Error on device emulator problem with __shared__

Here is a sample code I was trying to run

global void myKernel()
device shared float a[1] ; // Is an array, must be stored in global memory
device shared float b; // Stored in shared memory
printf(“a[0]=%f b=%f\n”,a[0],b);
dim3 myGrid(2,1,1);
dim3 myBlock(256,1,1);

When I run this code on an device emulator using command –
$ nvcc -deviceemu -run

The output I get is of form
a[0]=1.000000 b=1.000000
a[0]=2.000000 b=2.000000
a[0]=3.000000 b=3.000000
a[0]=4.000000 b=4.000000
a[0]=508.000000 b=508.000000
a[0]=509.000000 b=509.000000
a[0]=510.000000 b=510.000000
a[0]=511.000000 b=511.000000
a[0]=512.000000 b=512.000000

Now, for array a, I know the memory is allocated on global memory and hence same variable will be updated by each thread and hence the result is as expected. However the shared variable b is allocated on shared memory and hence its value is shared by threads of a block only and hence the expected result was that threads of both block increment their own copy and we get value of ‘b’ ranging from 1 to 256, each value occuring twice. I dont have a NVIDIA card yet and
thus is bound to use the emulator.

Is there any error in my understanding or its a bug in emulator ??

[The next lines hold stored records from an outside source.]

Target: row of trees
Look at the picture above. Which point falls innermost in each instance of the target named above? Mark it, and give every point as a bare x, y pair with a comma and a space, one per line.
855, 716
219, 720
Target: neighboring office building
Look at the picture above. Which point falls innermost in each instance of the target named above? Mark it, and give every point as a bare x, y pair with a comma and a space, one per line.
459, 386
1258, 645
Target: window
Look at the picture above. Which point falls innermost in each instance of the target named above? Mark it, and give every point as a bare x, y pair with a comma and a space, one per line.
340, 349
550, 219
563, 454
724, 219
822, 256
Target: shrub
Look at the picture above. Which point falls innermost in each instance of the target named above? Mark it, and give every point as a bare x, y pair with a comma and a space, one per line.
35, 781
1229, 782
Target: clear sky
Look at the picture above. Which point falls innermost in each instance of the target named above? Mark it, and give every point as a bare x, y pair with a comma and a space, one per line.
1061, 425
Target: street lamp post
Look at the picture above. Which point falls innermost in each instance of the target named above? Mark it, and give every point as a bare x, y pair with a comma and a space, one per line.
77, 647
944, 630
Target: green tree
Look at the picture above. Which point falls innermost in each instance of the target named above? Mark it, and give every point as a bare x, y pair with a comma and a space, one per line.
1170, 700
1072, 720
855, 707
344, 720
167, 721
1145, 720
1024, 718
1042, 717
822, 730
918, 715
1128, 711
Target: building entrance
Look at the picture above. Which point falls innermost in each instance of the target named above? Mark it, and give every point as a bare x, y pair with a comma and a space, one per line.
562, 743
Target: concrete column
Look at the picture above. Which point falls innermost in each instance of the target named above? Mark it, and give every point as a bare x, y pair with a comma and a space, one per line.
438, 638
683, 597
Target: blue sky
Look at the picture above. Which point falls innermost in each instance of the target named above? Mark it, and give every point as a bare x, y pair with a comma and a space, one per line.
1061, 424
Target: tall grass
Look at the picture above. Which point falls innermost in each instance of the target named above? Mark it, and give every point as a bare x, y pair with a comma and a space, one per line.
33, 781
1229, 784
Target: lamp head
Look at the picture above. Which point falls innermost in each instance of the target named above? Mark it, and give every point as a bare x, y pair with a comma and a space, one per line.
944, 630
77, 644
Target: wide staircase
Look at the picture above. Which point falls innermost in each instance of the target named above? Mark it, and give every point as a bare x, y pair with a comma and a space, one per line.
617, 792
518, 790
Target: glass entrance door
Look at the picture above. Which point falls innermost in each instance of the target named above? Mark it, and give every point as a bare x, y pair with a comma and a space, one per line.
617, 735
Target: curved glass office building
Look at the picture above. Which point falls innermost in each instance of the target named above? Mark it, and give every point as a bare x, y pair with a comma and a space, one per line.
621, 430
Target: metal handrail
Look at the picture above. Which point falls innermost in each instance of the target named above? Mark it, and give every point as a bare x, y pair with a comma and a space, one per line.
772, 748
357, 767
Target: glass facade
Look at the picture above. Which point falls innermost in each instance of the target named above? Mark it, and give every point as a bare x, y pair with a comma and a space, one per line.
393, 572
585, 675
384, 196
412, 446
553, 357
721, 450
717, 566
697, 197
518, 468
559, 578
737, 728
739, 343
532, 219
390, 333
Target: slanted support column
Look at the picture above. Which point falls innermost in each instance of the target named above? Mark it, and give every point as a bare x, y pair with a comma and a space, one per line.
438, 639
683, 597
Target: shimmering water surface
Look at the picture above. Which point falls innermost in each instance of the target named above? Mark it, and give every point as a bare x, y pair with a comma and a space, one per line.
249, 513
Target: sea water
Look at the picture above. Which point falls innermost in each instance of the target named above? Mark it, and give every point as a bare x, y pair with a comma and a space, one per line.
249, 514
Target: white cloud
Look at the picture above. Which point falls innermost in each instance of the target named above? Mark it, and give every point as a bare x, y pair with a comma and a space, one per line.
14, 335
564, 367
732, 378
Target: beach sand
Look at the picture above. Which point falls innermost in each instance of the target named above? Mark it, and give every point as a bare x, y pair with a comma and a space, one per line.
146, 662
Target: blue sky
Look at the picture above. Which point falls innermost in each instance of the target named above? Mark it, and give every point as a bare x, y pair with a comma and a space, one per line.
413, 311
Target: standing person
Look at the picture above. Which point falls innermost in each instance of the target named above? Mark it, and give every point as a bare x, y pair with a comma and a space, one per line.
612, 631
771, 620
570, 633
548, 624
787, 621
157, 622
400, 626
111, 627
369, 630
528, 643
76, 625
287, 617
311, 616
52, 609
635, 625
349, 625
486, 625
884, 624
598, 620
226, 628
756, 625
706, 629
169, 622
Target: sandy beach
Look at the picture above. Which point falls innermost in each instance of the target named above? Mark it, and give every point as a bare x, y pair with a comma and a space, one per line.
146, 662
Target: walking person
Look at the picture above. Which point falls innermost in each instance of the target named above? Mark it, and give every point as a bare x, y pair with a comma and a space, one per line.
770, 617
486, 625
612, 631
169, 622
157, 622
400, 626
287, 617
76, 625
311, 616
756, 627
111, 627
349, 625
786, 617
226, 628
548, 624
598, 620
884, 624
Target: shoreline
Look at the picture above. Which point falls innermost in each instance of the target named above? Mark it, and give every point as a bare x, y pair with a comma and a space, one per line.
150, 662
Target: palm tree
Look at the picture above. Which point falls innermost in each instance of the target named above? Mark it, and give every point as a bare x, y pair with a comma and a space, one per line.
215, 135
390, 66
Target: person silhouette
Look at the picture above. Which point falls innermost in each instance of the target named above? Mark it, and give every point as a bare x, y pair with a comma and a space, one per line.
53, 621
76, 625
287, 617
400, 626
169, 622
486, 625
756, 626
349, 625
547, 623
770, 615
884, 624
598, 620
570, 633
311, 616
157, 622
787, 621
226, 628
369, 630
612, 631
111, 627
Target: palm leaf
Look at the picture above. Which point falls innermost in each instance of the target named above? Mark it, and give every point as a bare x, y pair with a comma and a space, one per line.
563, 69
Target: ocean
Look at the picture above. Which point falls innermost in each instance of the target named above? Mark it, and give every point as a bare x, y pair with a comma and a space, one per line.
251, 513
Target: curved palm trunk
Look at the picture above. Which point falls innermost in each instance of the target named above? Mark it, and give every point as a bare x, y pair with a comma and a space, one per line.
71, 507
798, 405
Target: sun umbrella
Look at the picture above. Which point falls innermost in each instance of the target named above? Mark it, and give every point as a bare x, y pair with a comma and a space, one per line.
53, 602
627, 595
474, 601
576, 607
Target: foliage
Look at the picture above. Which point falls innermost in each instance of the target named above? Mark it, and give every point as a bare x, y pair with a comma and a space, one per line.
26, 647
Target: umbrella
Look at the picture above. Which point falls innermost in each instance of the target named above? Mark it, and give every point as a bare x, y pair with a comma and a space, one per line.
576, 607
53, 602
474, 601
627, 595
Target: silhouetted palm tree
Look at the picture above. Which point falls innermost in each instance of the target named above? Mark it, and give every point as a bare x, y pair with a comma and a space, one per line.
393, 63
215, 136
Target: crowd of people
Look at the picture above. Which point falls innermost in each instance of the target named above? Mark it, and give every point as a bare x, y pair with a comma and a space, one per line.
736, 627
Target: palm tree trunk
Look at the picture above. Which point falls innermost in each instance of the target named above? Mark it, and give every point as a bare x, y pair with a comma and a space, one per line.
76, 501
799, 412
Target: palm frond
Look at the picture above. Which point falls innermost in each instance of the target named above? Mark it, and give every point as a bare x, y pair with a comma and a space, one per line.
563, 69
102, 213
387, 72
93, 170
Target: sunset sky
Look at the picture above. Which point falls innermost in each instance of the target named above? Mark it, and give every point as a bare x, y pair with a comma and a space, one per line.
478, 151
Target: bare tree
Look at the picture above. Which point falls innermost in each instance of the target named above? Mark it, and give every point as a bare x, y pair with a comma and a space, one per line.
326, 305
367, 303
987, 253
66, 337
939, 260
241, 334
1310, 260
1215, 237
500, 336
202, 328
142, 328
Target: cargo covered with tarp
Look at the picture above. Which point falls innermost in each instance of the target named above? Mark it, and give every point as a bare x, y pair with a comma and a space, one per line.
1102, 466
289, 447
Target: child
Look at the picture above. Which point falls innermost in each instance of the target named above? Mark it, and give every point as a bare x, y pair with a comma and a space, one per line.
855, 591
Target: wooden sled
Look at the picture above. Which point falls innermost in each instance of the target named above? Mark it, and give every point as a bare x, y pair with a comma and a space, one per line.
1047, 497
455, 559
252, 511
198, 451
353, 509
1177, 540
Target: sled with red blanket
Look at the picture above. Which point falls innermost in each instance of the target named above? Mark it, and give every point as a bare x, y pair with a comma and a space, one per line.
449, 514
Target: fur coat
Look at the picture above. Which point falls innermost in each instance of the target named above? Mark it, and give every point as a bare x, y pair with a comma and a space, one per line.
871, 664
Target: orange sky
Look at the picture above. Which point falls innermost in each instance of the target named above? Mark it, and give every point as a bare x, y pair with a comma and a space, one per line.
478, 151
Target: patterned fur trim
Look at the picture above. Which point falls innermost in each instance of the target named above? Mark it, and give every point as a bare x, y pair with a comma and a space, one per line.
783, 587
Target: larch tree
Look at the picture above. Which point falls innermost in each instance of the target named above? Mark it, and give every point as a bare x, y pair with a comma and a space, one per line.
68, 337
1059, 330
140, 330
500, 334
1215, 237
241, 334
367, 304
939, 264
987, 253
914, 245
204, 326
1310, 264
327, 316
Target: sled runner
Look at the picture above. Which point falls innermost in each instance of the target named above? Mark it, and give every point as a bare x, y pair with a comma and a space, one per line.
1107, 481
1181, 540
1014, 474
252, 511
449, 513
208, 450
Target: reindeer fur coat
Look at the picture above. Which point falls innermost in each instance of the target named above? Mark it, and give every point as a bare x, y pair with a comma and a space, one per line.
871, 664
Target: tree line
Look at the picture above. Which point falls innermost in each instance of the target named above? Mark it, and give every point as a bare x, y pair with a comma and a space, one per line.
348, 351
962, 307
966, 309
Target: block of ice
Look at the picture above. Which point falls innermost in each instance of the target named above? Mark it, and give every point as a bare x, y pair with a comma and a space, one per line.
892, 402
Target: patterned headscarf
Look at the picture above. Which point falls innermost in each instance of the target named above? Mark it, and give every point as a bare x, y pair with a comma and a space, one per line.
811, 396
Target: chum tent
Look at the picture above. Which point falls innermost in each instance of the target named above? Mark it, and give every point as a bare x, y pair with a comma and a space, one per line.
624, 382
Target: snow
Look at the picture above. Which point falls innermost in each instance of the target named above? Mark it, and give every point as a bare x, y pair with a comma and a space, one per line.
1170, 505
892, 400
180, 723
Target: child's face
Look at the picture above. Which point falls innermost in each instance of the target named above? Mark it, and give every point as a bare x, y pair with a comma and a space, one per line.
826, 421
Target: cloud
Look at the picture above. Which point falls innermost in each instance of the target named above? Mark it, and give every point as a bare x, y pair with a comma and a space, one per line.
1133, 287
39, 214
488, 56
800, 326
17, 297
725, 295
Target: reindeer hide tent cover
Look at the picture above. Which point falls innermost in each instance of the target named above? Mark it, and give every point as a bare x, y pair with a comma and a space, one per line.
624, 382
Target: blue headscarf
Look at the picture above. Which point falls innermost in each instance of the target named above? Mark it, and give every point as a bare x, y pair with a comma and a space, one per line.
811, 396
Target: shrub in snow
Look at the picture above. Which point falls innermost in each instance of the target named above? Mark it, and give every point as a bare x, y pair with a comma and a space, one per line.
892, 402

Can some one please run the same code on a machine with NVIDIA device and reply me the result, I shall be grateful,


are you sure that the array must be stored in global memory and b in shared memory? why do you say that?

in my opinion both must be stored in shared memory. if you want give me the original code, I have nvidia 9800GT.

One cannot printf from within a kernel on the device.

But I still won’t run it. It is pointless too. 1) You aren’t initializing your shared memory. Thus any data you will get out is bound to be completely random (whether on the host or device). 2) You have race conditions with all threads trying to do variable++ at once. The results are also undefined because of this.